Zu fünfeinhalb Jahren Zuchthaus verurteilte es den ältesten, einschlägig vorbestraften Tatbeteiligten, der via SMS auch zur Aktion in Frauenfeld aufgerufen hatte. Der heute 25-jährige Maurerlehrling zeige keine Reue und gehöre nach wie vor einer rechtsextremen Gruppierung an. Auch das Verschulden der anderen fünf Beteiligten stufte das Gericht als sehr schwer ein. Ein 22-jähriger Baumaschinenmechaniker und ein 20-jähriger Logistikmitarbeiter erhielten fünf Jahre Zuchthaus, einer 23-jähriger Hilfsarbeiter vier Jahre und neun Monate, ein 20-jähriger Automechaniker viereinhalb Jahre. Mit vier Jahren kam der 22-jährige Automonteur davon, der nach eigenen Aussagen nur daneben stand, als die anderen die Opfer verprügelten und sie mit Fusstritten traktierten. Er verfügt laut Gericht über eine grosse kriminelle Energie und sei uneinsichtig. Fünf der Verteidiger hatten für ihre Mandanten vor dem Bezirksgericht bedingte Gefängnisstrafen gefordert, einer hatte gar auf Freispruch plädiert. Der Staatsanwalt beantragte Zuchthausstrafen zwischen fünf und sechs Jahren.

Auch finanzielle Folgen

Dem heute behinderten jungen Mann müssen die Täter solidarisch haftend 120000 Franken, seiner Mutter 35000 Franken und dem zweiten Opfer 5000 Franken Genugtuung bezahlen. Es erhält vorderhand rund 700 Franken Schadenersatz. Weitere Ansprüche muss es auf dem Zivilweg geltend machen. Auch die Schadenersatzforderungen des Wiler Jugendlichen wird dereinst der Zivilrichter zu beurteilen haben. Den sechs Verurteilten werden Verfahrenskosten von rund 25000 bis 35000 Franken auferlegt.

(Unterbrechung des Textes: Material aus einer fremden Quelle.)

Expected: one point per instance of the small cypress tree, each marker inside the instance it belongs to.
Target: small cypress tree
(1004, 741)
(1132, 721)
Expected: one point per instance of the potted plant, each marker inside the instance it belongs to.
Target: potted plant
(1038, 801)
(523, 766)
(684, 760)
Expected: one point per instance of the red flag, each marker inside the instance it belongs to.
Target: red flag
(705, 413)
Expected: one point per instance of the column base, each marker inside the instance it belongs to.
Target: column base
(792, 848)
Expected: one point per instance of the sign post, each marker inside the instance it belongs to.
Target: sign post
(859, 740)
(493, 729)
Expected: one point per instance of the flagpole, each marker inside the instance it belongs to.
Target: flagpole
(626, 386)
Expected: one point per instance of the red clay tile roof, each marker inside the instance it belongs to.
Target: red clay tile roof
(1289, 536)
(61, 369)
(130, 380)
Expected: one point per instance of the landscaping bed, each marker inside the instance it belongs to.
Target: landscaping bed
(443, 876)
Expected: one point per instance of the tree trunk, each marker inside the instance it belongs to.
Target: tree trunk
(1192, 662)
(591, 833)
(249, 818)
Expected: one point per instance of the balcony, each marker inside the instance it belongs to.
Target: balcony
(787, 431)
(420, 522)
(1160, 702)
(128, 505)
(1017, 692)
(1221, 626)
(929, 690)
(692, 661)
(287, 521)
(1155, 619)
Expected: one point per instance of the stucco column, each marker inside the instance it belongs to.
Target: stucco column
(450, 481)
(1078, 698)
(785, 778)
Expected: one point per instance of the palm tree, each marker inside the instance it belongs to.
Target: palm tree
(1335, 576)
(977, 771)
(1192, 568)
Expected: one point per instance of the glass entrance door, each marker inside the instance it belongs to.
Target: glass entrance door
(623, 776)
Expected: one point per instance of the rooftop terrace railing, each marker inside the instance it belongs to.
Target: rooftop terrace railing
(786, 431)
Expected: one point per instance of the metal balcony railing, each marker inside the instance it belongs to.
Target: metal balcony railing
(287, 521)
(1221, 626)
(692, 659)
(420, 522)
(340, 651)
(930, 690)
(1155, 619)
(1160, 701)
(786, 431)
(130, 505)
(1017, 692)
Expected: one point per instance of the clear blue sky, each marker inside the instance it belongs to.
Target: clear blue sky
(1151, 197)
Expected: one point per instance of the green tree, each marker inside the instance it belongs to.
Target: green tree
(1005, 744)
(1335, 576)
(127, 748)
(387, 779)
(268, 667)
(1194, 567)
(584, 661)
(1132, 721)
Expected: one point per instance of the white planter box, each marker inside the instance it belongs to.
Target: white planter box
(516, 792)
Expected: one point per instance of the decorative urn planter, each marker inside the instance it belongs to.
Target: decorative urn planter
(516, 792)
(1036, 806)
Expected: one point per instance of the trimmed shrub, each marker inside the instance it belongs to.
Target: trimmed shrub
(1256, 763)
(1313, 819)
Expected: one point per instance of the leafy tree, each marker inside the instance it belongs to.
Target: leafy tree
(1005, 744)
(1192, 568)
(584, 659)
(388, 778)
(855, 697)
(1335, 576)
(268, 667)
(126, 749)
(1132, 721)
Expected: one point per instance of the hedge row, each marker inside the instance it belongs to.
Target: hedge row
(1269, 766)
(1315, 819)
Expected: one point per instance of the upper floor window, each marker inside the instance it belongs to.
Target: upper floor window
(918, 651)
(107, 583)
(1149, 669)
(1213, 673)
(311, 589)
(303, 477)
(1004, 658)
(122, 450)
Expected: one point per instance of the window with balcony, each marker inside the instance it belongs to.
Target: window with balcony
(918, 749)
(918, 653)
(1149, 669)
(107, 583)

Die Freiheitsstrafen stellten einen tiefen Eingriff ins Leben der noch jungen Angeschuldigten dar, sagte Fuchs abschliessend. Das eine Opfer ihres unnötigen und sinnlosen Angriffs werde aber sein Leben lang invalid sein, und die Tat habe unsägliches Leid über die Familie gebracht. Dessen müssten sie sich bewusst sein ? und vor diesem Hintergrund gelte es die Strafen zu reflektieren.